My feet were growing numb and I, at least, knew there was no point in waiting further.

“Maybe it’s gone,” I said, gently breaking the silence.

He murmured assent and lowered his head, then when I said nothing went back to watching. It’s a battle of endurance sometimes, to see who can be most patient. I was happy to lose.

“I didn’t see it fly off,” he said, unwilling to give up.

“Maybe it was too quick. It’s too dark to see.” I had to put it like that, or risk insulting him.

“Can’t have.” He wasn’t happy about it, but knew there was no hope.

“What kind of bird was it, anyway?”

“A jokjok.”

I could tell he had never heard this Evenki word before.
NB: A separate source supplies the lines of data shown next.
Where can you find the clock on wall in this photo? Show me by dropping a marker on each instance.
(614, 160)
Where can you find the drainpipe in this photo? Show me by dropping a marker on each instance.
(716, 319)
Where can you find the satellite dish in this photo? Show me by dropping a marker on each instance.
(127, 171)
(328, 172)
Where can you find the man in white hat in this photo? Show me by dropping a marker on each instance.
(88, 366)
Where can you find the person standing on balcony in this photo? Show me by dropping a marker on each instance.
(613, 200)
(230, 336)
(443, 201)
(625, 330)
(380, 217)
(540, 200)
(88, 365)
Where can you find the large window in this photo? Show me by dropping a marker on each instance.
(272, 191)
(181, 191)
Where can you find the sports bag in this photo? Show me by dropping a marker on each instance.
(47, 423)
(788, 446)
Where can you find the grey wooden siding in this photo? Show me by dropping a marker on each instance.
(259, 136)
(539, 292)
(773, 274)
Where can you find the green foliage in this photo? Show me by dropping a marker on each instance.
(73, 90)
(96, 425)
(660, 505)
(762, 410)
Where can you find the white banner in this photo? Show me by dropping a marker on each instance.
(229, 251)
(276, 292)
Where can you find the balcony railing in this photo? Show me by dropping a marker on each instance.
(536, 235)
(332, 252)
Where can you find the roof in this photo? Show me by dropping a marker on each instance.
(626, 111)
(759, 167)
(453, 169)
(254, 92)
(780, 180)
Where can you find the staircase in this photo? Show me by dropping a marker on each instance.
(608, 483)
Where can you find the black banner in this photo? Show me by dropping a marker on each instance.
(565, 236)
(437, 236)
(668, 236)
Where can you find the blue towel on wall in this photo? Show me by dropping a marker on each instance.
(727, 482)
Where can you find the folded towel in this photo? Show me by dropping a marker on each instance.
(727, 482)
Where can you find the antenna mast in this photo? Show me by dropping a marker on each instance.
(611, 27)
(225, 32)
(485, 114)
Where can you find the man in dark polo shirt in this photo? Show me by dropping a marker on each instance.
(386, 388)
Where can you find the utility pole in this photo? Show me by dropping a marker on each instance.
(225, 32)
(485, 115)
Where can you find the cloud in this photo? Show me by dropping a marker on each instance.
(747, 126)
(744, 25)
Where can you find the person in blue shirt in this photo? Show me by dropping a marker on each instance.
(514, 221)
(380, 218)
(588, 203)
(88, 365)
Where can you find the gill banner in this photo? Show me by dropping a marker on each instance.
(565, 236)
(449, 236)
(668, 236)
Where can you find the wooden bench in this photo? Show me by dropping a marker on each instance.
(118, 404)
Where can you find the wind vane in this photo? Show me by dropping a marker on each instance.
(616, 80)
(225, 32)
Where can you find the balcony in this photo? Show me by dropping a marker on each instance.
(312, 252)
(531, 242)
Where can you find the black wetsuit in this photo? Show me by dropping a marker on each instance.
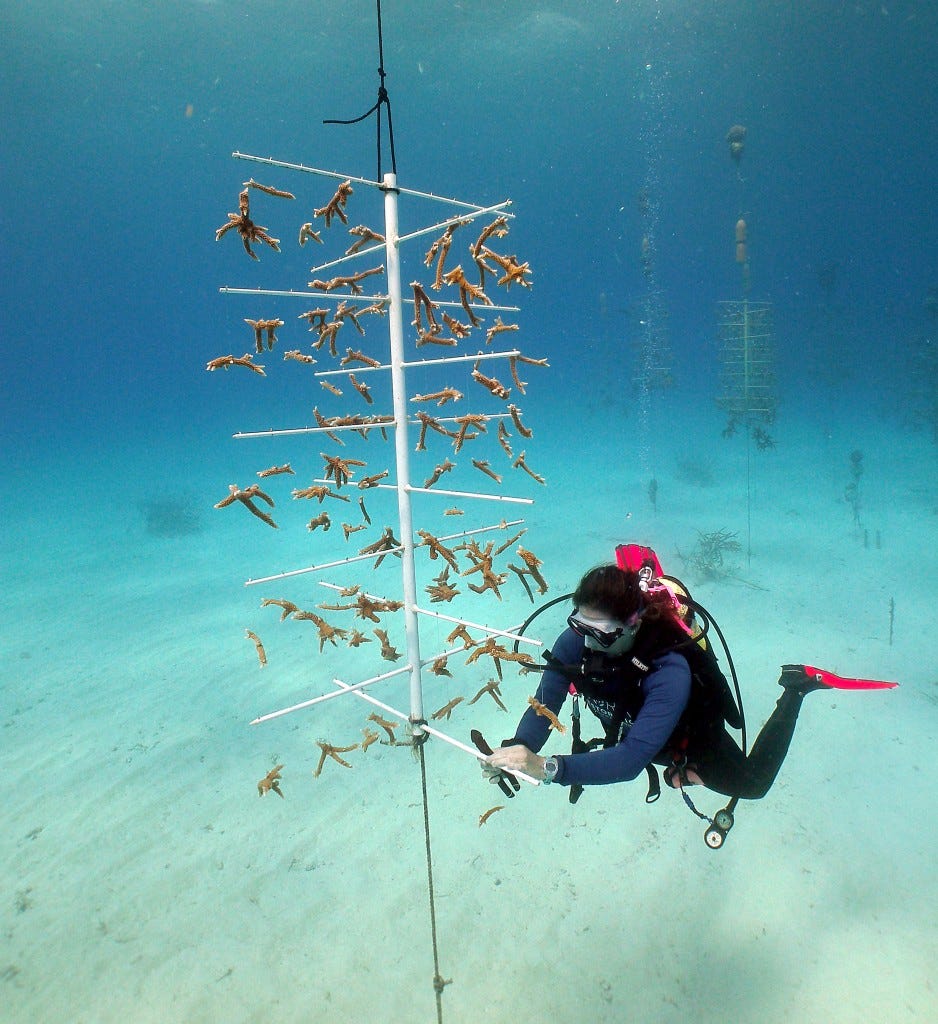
(673, 711)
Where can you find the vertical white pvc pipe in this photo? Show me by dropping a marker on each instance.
(401, 443)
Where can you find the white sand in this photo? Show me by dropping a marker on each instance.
(144, 881)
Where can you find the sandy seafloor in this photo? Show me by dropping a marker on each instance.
(144, 880)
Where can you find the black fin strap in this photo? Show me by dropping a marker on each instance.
(654, 785)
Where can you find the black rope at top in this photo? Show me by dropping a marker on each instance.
(383, 100)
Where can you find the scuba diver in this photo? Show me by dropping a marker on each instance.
(636, 652)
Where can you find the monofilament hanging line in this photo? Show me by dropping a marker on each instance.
(383, 100)
(438, 981)
(419, 740)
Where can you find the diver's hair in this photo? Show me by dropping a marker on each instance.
(616, 592)
(610, 590)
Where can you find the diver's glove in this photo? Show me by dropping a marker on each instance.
(507, 783)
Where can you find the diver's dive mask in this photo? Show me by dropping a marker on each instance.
(608, 636)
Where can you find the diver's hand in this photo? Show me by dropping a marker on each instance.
(507, 783)
(516, 758)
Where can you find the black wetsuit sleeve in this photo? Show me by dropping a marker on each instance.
(533, 729)
(667, 690)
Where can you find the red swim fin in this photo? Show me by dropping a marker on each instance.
(843, 683)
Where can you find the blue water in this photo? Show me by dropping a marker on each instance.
(143, 879)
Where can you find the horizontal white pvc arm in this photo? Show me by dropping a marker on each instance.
(330, 696)
(508, 634)
(430, 730)
(293, 293)
(315, 568)
(270, 162)
(286, 431)
(468, 494)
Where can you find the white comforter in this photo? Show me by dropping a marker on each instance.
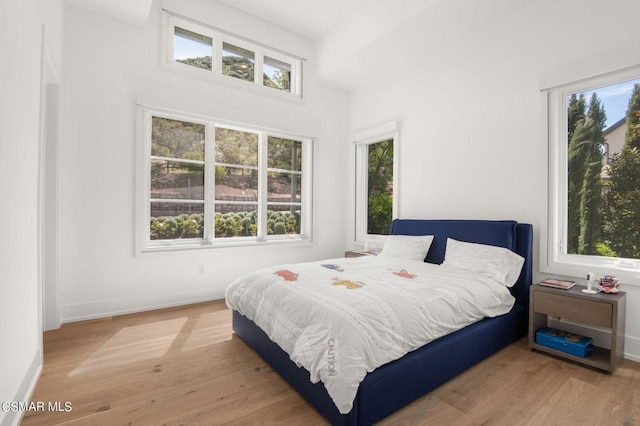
(342, 318)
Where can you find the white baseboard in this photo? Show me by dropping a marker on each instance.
(25, 390)
(123, 306)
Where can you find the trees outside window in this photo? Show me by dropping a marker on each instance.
(603, 186)
(204, 182)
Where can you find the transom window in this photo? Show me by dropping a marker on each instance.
(205, 182)
(594, 200)
(199, 50)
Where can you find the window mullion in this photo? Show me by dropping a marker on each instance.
(210, 182)
(258, 68)
(262, 186)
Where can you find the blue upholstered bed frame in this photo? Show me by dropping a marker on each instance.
(396, 384)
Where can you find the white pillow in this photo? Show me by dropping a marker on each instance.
(407, 246)
(497, 263)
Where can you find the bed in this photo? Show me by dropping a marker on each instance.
(396, 383)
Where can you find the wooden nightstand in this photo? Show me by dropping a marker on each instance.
(600, 310)
(358, 253)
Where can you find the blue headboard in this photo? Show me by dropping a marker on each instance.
(517, 237)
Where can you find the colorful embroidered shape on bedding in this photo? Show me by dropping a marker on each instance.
(287, 275)
(351, 285)
(334, 267)
(404, 274)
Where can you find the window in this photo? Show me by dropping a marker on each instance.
(199, 50)
(238, 62)
(376, 181)
(205, 182)
(193, 49)
(594, 197)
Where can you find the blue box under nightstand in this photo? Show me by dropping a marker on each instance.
(564, 341)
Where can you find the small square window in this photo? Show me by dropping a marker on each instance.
(238, 62)
(277, 74)
(192, 48)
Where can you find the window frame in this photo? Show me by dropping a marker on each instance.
(219, 38)
(361, 142)
(553, 256)
(144, 243)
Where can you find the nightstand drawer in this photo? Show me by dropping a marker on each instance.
(572, 308)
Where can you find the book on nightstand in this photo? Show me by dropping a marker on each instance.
(556, 283)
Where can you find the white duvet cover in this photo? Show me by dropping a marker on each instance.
(342, 318)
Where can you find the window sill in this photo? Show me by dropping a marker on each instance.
(182, 247)
(628, 272)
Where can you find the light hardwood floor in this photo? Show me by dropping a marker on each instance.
(184, 366)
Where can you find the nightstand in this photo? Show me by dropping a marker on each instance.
(359, 253)
(600, 310)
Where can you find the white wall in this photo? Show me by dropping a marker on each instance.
(21, 28)
(110, 65)
(463, 78)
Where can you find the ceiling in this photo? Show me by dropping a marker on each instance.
(310, 18)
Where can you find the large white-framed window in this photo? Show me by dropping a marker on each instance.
(196, 49)
(204, 182)
(593, 220)
(376, 192)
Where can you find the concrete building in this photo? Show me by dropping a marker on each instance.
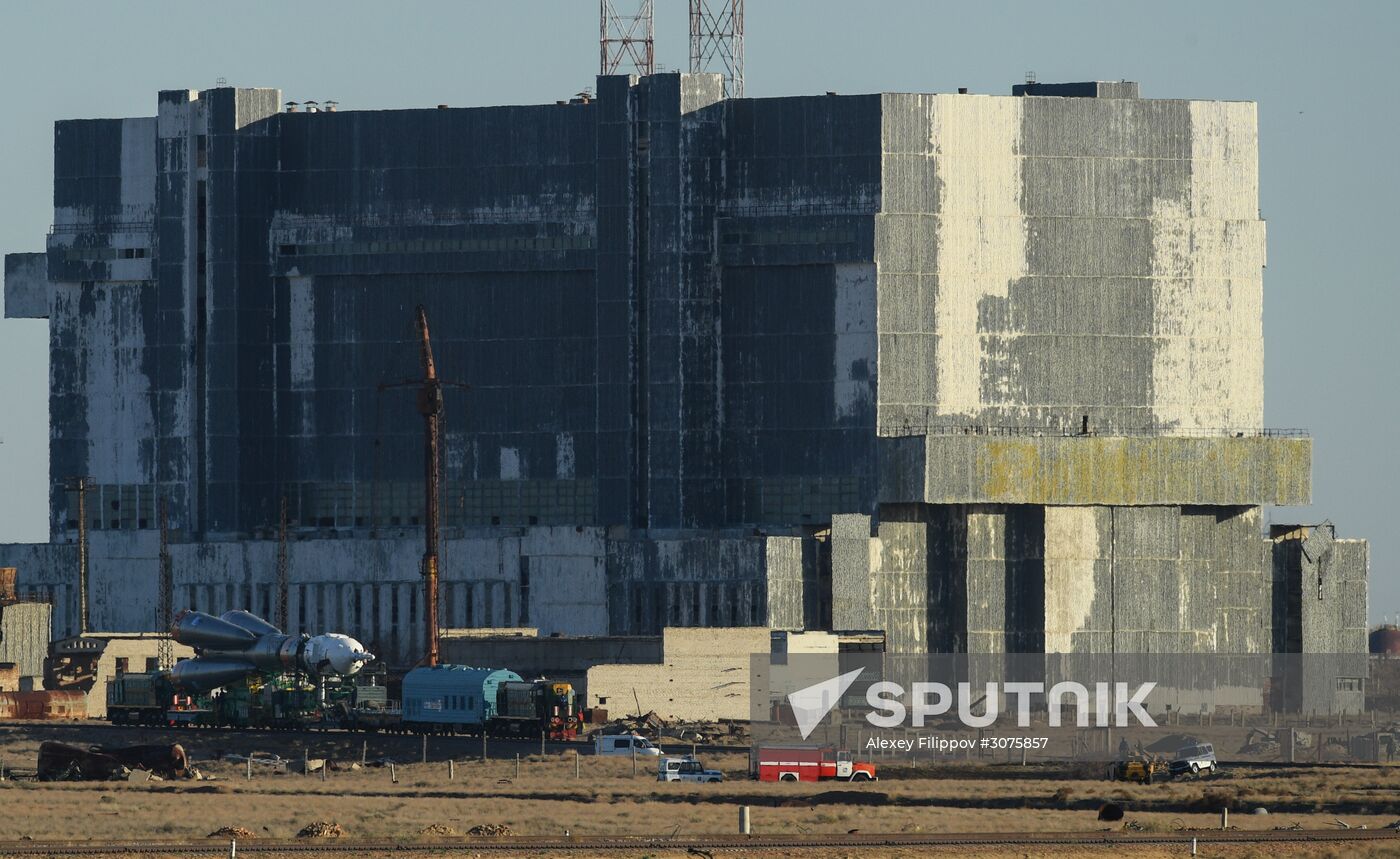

He had so little of our traditional knowledge, our language. He spoke even less than I did.

Much of our old ways will be lost forever with the passing away of our old folk.

 

Extract from The Nightjar at Dusk, Pathlight Spring 2015 (p 28), by Gerelchimig Blackcrane (格日勒其木格・黒鶴)

 

Profile: Xinjiang-based Uyghur Writer Perhat Tursun

In Meet China’s Salman Rushdie, Foreign Policy’s Bethany Allen-Ebrahimian profiles Xinjiang’s controversial Uyghur writer Perhat Tursun (پەرھات  تۇرسۇن, 帕尔哈提·吐尔逊):

Perhat is the author of The Art of Suicide [自杀的艺术], a novel decried as anti-Islamic that in 1999 set off a religious firestorm among Uighurs, the largely Muslim, Turkic minority concentrated in the nominally autonomous Chinese region of Xinjiang. What followed — years of threats, a de facto ban on Perhat’s works, and at least one book burning — belied the officially atheist ideology of the Chinese Communist Party, which tightly controls the region. But tidal forces of history and competing civilizations have clashed over Xinjiang in recent decades, pitting the party against a local ethnic reawakening, resurgent Islam, and the latest entrant to the region, liberal Western thought. And Perhat, with the publication of his bold philosophical novel, found himself wedged between hardening ideological fronts — a fault line that would put his life in danger.

A few links to his writing:

  • Poetry: Two poems, Elegy and Morning Feeling, in English here,  and a poem in Chinese, here.
  • An older interview with him in Chinese, 一位维吾尔族作家的穿越生活
  • A bilingual synopsis of his PhD thesis on HamsaNizamiddin Alshir Nawayi’s monumental five-part poem (尼扎木丁·艾利狮尔·纳瓦依的巨著《五卷长诗集》)

Meanwhile, Darren Byler — who translates from the Uyghur — reports that his translation of Perhat Tursun’s short story, Plato’s Shovel, is set for publication in a collection of translated writing by non-Han writers.  He is also working on the first part of a trilogy by the author, entitled The Big City: Backstreets. When I know the publication details, I’ll post them.